Commentary: Let’s Lift Restrictions on the CDC, Allowing Research into Gun Violence Epidemic
What has happened to our society?
I JUST don’t know anymore. Honestly. I. Just. Don’t. Know. Anymore. I am genuinely afraid right now. What has happened to our society? The polarization and violence that is ripping us apart is not historically unique. It has happened before and we did ultimately move past it and return to a more civil environment. How can we recover this time?
As we paused to remember the anniversary of the Pulse Night Club tragedy in Orlando, we again faced an unthinkable act of horror with the Congressional baseball team shootings in Virginia. When will these acts of gun violence come to an end? Where is the outrage and the call to action? It seems that we have become desensitized to, and accepting of, this as a way of life.
In 2016, gun violence accounted for more than 15,000 deaths in the United States. We are literally and figuratively killing ourselves and it must stop. It is time for us to collectively raise our voices and call on Congress — yes, the most recent victims of this carnage — to take action to stop this senseless violence once and for all. We need common sense gun laws and we need them now. We are not calling for restrictions of people’s second amendment rights. Let’s just make it harder for those with a history of violence to acquire and use guns as weapons.
How can we make a difference? Here is a good place to start. While we are at UCC General Synod 31 in Baltimore, let’s unite behind the Resolution of Witness that is being submitted by the UCC’s Council for Health and Human Service Ministries (CHHSM), urging the recognition of gun violence as a public health emergency.

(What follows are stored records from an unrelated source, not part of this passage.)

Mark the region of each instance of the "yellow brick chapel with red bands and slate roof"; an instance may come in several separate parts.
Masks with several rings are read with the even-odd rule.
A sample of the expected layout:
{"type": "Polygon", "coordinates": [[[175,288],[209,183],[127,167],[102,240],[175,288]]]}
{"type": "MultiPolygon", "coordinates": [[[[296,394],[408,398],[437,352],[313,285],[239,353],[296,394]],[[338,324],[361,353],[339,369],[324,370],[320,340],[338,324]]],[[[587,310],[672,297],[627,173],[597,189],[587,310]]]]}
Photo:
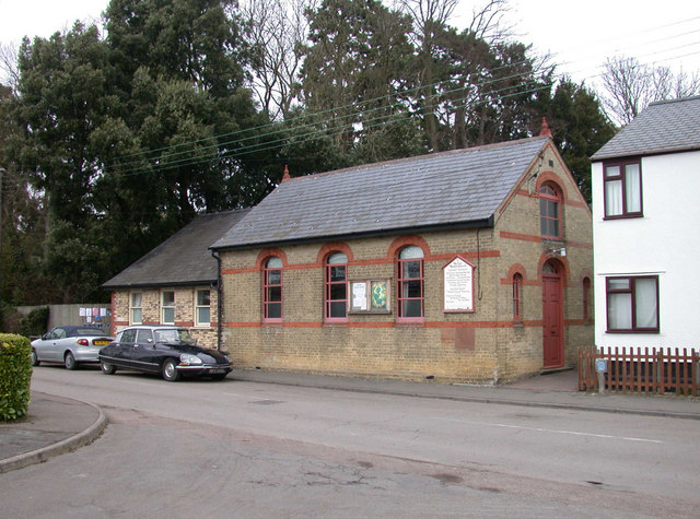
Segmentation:
{"type": "Polygon", "coordinates": [[[285,175],[211,250],[237,368],[495,384],[593,343],[591,211],[547,135],[285,175]]]}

This resolution calls on the Congress to lift its gun-research restrictions on the Centers for Disease Control and Prevention (CDC). By allowing research on the increasing prevalence of gun violence and death, the CDC can make recommendations regarding gun safety, training and storage methods that will lead to a reduction in gun deaths.

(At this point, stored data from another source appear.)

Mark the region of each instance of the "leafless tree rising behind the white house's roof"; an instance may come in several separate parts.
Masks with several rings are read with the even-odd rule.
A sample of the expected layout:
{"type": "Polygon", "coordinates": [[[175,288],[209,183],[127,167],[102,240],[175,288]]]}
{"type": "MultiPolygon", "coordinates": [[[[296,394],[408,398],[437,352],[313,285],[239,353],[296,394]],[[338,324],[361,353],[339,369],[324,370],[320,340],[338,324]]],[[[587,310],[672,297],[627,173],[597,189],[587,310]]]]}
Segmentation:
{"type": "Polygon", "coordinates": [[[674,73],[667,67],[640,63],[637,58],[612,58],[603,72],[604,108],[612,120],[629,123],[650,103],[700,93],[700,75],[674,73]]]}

Since 1996, Congress, in response to the National Rifle Association’s lobbying efforts, has prevented the use of federal money to conduct research on gun violence generally, and on why our nation has five times the per capita rate of gun deaths per year than most European countries specifically.

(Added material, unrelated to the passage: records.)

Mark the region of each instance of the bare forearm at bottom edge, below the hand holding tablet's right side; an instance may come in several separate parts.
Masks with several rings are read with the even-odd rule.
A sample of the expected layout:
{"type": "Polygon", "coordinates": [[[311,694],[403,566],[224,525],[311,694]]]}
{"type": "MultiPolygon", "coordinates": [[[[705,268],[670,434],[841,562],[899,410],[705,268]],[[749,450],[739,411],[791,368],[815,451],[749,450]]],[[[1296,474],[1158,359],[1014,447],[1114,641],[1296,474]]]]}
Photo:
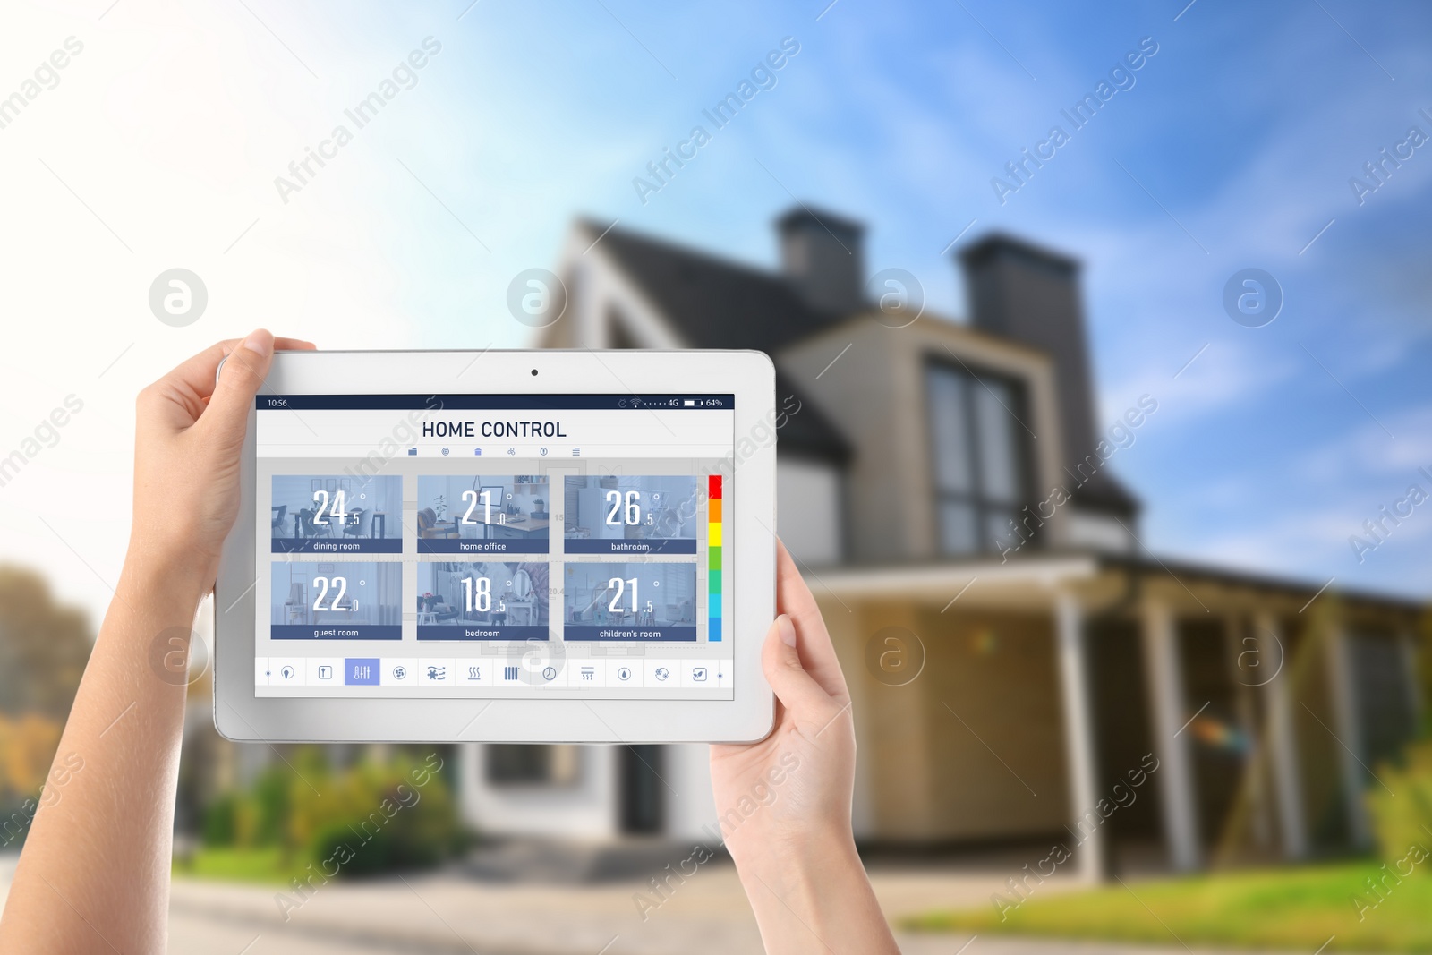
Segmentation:
{"type": "Polygon", "coordinates": [[[768,952],[899,954],[849,838],[770,846],[736,868],[768,952]]]}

In October 2015, a group of 110 U.S. Representatives called on leaders of the House to begin allowing scientific evidence into the debate on gun control. The American Medical Association officially added their support in June 2016, pledging to help overturn the ban on the CDC’s research capabilities.
The United Church of Christ has a long history of leading the way on social justice issues and public health. Let’s join this movement and assume a leadership position now. We can make a difference in the lives of all Americans, giving more of us a chance to live safely. Let’s start now and unite in voice, spirit and action to work towards ending the rampant gun violence epidemic that is sweeping across our country. It is our moral imperative to do so.
Michael J. Readinger President and CEO of CHHSM.